Due residenze e cittadinanze non fermano l’accertamento
12 Settembre 2022
Il Sole 24 Ore 12 agosto 2022 di Massimo Romeo
Dirimente la verifica sull’effettiva presenza e sulle attività svolte
Il possesso della doppia cittadinanza e della doppia residenza non elimina tout court la pretesa del fisco italiano. Un cittadino con cittadinanza e residenza italiana e ucraina, impugnava l’avviso di accertamento all’esito di un’ indagine delle Dogane relativa a spese non compatibili con la dichiarata assenza di redditi in Italia.
Fra i motivi, il ricorrente eccepiva la residenza fiscale in Ucraina e precisava che l’attività in Italia era solo a scopo perlustrativo. I giudici di prime cure accoglievano il ricorso osservando che la questione assorbente riguarda stabilire se il ricorrente fosse o meno residente in Italia; in tal senso, la Ctp riteneva che dalla documentazione prodotta risultava che il ricorrente (e il coniuge), non era residente in Italia, fatto dimostrato dal certificato doganale dei transiti. L’Ufficio, sia in primo grado che in fase di proposizione dell’appello, aveva precisato che se un soggetto non è residente paga in Italia solo per i redditi ivi prodotti, mentre se è residente paga per i redditi ovunque prodotti. Nel caso di specie, l’Agenzia puntualizzava che il ricorrente aveva: a) il centro degli interessi in Italia, b) la residenza italiana; c) conti correnti e una vettura intestata; d) investimenti patrimoniali effettuati dalla moglie.

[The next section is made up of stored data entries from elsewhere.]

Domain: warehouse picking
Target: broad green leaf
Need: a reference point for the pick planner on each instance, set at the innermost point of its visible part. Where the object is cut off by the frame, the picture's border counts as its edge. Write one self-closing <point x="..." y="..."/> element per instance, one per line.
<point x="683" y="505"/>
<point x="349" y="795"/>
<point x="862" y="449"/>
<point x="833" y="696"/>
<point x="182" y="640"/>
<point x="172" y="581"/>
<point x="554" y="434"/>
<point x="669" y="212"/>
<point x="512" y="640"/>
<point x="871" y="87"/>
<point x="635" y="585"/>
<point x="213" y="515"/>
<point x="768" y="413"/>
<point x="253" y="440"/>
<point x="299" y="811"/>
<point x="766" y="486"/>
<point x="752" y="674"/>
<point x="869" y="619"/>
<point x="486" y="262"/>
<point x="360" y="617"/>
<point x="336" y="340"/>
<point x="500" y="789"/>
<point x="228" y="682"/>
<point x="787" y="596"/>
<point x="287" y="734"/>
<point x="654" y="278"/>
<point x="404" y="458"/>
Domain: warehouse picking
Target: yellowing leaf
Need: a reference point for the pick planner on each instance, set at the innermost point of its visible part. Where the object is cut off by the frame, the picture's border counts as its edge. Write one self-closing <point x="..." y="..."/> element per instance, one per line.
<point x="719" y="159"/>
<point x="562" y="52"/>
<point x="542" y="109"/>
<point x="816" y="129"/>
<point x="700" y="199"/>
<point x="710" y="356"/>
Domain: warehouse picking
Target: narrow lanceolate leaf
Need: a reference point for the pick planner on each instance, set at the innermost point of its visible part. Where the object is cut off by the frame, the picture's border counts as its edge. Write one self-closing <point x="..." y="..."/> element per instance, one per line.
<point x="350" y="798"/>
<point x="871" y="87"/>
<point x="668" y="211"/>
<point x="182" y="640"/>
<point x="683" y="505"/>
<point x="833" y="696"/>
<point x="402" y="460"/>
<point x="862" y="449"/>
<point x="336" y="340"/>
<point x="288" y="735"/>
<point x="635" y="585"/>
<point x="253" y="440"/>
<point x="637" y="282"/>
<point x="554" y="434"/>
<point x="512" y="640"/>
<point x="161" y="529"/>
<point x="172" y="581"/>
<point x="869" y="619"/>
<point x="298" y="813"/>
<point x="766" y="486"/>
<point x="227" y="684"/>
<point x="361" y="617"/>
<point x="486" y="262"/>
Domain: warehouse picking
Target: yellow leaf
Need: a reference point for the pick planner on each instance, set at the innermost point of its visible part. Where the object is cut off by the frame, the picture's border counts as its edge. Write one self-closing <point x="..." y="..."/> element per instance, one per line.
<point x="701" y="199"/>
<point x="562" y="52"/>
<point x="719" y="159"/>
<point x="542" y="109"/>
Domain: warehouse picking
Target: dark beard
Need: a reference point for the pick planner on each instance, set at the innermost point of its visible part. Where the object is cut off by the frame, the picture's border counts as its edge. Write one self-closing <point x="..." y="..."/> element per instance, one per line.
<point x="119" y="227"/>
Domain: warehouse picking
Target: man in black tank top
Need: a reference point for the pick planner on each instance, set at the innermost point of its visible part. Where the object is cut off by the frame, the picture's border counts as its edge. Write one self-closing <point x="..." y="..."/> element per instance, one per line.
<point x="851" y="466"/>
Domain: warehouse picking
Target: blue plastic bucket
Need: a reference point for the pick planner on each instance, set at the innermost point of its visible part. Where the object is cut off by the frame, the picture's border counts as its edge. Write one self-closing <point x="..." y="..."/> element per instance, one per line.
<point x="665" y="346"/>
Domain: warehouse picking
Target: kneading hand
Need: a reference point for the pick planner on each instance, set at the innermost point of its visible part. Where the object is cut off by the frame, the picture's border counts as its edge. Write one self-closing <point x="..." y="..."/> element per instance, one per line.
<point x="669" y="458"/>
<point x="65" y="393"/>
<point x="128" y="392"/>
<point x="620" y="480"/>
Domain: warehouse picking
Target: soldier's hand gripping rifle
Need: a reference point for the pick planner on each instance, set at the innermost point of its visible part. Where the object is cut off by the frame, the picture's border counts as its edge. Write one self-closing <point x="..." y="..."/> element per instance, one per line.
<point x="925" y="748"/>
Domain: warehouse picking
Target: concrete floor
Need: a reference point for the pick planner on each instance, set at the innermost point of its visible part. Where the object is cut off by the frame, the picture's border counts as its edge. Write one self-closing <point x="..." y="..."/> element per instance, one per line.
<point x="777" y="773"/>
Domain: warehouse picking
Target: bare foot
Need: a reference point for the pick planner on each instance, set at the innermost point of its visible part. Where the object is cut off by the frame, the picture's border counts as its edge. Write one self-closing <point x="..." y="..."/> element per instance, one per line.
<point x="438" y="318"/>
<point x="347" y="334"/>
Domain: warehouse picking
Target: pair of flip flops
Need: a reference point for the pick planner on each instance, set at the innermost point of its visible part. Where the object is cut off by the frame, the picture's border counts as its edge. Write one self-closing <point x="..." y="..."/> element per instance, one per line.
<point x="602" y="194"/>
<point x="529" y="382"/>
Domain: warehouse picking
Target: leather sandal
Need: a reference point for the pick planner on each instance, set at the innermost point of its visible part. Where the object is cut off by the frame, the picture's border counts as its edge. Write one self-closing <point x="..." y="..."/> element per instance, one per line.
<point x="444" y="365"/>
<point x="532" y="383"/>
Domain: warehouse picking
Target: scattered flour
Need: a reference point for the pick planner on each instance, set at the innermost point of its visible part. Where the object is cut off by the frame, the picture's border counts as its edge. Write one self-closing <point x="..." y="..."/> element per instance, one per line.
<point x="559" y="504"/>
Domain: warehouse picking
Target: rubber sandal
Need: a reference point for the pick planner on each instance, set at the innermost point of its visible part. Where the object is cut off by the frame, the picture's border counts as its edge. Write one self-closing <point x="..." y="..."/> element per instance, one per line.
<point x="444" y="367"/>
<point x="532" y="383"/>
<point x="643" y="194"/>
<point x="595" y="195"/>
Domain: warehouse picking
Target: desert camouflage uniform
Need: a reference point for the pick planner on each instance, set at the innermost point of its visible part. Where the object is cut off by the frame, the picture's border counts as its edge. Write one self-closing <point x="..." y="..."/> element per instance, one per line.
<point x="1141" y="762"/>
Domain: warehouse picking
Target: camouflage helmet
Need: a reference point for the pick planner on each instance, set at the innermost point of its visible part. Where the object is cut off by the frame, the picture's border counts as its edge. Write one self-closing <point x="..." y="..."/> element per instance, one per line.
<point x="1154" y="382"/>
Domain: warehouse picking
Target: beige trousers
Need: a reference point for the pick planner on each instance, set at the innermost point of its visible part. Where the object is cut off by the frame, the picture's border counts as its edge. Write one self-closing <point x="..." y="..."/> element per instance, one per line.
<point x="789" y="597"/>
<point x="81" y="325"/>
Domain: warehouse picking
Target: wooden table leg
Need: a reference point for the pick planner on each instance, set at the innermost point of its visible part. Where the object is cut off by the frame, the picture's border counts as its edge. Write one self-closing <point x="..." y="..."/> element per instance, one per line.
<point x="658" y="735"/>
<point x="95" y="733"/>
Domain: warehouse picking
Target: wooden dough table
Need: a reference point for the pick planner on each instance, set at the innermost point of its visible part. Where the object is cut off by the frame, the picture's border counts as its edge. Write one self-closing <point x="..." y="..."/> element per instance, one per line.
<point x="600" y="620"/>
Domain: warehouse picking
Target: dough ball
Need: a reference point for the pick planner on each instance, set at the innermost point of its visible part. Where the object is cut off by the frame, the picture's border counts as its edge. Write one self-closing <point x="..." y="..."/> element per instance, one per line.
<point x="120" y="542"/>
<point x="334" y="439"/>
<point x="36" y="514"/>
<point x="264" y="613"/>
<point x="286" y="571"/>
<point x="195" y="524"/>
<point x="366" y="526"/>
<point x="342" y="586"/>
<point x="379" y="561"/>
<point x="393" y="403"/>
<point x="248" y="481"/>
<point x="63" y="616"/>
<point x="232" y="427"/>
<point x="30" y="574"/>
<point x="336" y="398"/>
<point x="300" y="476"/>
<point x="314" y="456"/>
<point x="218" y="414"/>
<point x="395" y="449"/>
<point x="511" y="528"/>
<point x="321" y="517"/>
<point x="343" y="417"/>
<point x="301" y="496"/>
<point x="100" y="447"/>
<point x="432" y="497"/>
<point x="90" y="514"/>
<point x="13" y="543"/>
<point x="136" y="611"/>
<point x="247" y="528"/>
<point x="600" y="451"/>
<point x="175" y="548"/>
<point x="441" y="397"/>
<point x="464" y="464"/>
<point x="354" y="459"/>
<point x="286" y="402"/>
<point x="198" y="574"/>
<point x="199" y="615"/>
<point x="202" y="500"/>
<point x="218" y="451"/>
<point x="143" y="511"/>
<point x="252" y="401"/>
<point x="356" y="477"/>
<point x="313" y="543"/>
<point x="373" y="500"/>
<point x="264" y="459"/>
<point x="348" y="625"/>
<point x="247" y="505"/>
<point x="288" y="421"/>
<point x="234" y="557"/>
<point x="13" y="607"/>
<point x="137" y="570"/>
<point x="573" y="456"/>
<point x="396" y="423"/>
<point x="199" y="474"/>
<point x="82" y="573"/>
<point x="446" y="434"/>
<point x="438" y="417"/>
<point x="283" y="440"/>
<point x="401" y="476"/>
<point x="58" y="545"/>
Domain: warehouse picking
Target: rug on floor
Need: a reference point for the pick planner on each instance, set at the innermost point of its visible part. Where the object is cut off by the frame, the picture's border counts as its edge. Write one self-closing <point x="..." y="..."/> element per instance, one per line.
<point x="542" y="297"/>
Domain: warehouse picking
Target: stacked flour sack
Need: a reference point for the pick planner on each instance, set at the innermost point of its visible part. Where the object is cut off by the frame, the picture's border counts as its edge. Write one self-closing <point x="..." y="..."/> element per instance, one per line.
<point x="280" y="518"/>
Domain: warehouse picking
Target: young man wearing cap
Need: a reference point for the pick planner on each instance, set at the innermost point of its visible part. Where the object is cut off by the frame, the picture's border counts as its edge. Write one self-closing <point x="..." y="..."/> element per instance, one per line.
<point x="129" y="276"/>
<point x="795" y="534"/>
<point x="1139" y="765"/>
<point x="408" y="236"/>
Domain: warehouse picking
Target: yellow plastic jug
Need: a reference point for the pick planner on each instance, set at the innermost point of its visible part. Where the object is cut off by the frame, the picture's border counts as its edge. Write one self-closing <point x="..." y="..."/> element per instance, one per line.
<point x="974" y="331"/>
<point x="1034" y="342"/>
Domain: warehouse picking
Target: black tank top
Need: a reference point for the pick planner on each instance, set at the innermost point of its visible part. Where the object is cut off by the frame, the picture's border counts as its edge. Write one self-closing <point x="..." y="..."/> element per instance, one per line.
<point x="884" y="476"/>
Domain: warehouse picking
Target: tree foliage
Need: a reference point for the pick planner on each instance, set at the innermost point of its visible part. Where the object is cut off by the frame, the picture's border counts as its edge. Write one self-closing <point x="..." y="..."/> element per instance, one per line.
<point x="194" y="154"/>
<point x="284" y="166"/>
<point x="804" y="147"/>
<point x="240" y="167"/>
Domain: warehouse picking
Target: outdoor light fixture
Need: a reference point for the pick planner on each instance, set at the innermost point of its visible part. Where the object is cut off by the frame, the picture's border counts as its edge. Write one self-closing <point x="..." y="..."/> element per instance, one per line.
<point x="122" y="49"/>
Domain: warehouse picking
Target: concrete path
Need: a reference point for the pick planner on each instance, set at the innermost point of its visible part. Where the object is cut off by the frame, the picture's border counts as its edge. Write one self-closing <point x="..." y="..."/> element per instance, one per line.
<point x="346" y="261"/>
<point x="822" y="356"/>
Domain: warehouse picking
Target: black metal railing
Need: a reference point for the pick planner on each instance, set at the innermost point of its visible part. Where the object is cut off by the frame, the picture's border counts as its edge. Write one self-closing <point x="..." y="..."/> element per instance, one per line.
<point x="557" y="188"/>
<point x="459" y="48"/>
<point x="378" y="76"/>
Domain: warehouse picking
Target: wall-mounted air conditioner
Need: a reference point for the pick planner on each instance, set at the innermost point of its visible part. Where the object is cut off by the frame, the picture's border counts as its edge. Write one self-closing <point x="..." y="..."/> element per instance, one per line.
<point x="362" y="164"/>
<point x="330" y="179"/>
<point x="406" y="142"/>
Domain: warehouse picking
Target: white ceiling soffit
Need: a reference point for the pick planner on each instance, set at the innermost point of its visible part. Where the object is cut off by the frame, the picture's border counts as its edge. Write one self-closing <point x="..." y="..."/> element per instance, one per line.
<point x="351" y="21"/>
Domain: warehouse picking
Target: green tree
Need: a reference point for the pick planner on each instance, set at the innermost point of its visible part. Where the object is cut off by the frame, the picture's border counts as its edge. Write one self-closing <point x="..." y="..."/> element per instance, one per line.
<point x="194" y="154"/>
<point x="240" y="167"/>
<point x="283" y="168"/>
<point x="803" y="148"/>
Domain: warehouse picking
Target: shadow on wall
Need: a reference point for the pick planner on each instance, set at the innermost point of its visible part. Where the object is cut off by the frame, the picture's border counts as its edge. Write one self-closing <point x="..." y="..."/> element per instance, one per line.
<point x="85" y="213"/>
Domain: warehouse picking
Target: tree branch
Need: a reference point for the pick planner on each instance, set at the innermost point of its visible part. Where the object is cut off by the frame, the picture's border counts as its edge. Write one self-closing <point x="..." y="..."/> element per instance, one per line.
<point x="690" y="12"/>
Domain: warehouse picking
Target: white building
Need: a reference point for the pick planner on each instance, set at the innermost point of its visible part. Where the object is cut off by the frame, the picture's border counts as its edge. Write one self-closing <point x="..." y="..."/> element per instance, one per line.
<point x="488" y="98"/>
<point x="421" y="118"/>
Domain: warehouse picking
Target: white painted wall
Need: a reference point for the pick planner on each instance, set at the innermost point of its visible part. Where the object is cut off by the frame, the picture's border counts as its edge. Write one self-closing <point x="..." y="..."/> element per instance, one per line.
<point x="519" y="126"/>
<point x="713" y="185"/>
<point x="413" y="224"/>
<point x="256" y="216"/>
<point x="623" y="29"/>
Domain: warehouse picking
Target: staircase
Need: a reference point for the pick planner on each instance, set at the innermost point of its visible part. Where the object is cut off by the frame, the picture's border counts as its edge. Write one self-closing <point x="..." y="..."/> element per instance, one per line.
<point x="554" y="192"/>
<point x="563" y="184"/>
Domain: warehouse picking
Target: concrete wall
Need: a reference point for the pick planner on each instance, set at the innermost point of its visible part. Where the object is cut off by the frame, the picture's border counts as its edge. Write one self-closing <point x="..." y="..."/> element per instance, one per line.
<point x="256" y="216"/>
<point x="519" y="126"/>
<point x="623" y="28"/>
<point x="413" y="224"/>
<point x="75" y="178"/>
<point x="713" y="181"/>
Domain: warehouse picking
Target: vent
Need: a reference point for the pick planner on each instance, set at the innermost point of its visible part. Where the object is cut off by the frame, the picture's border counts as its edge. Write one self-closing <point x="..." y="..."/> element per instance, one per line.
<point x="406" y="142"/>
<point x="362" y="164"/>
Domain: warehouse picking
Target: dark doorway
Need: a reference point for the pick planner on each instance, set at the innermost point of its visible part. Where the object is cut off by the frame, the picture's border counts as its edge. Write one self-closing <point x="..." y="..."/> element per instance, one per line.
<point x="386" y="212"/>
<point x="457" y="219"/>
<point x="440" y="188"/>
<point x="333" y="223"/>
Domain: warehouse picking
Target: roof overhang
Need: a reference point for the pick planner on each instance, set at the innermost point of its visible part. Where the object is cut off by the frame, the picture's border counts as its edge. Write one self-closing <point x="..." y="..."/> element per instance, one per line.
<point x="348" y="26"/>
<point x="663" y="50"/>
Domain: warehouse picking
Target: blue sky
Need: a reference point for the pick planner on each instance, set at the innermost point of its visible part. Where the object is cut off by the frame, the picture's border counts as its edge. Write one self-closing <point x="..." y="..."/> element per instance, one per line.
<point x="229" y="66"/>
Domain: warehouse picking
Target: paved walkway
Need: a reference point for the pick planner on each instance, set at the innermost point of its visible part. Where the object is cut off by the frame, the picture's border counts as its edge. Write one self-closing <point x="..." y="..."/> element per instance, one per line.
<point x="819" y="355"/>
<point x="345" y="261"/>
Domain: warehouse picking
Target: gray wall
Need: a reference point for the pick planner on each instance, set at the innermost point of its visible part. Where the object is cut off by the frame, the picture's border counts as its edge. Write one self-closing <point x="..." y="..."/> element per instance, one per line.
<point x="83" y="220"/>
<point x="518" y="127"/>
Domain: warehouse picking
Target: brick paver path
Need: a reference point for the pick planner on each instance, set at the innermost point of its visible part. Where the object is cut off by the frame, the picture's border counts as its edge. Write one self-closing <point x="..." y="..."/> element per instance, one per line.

La Ctr, pur con differente risultato, condivide il modus procedendi ritenendo che dirimente rispetto sia l’accertamento dell’assoggettabilità del ricorrente al sistema tributario italiano. Il Collegio osserva che, a prescindere dalle evidenze riscontrate dall’Ufficio come pure dalle contrapposte ragioni, a risolvere il contrasto interpretativo sul “se” e “quando” un soggetto debba considerarsi fiscalmente residente in Italia, è ancora intervenuta la Suprema corte che con l’ordinanza del 18 gennaio 2022 (n. 1355) ha stabilito che «le persone iscritte nelle anagrafi della popolazione residente si considerano, in applicazione del criterio formale dettato dal Dpr 1986/917, articolo 2, in ogni caso residenti, e, pertanto, soggetti passivi d’imposta, in Italia; con la conseguenza che, ai fini predetti, essendo l’iscrizione indicata preclusiva di ogni ulteriore accertamento, il trasferimento della residenza all’estero non rileva fino a quando non risulti la cancellazione dall’anagrafe di un Comune italiano».
Pertanto, considerato che il dato formale della residenza anagrafica in Italia non era stato contestato dal ricorrente, né risultava la stessa essere stata sospesa dall’iscrizione all’Aire, si doveva concludere che il contribuente fosse soggetto alla normativa tributaria del Paese di cui era anche cittadino (Italia). A fronte delle spese e degli investimenti accertati, il ricorrente non aveva contestato la correttezza delle imputazioni trincerandosi dietro a considerazioni poco plausibili (quali quelle afferenti agli oneri di casa) o a generici rinvii a prassi estere di poca presa (l’assenza, nell’ordinamento ucraino, di obblighi di tracciabilità delle movimentazioni di denaro).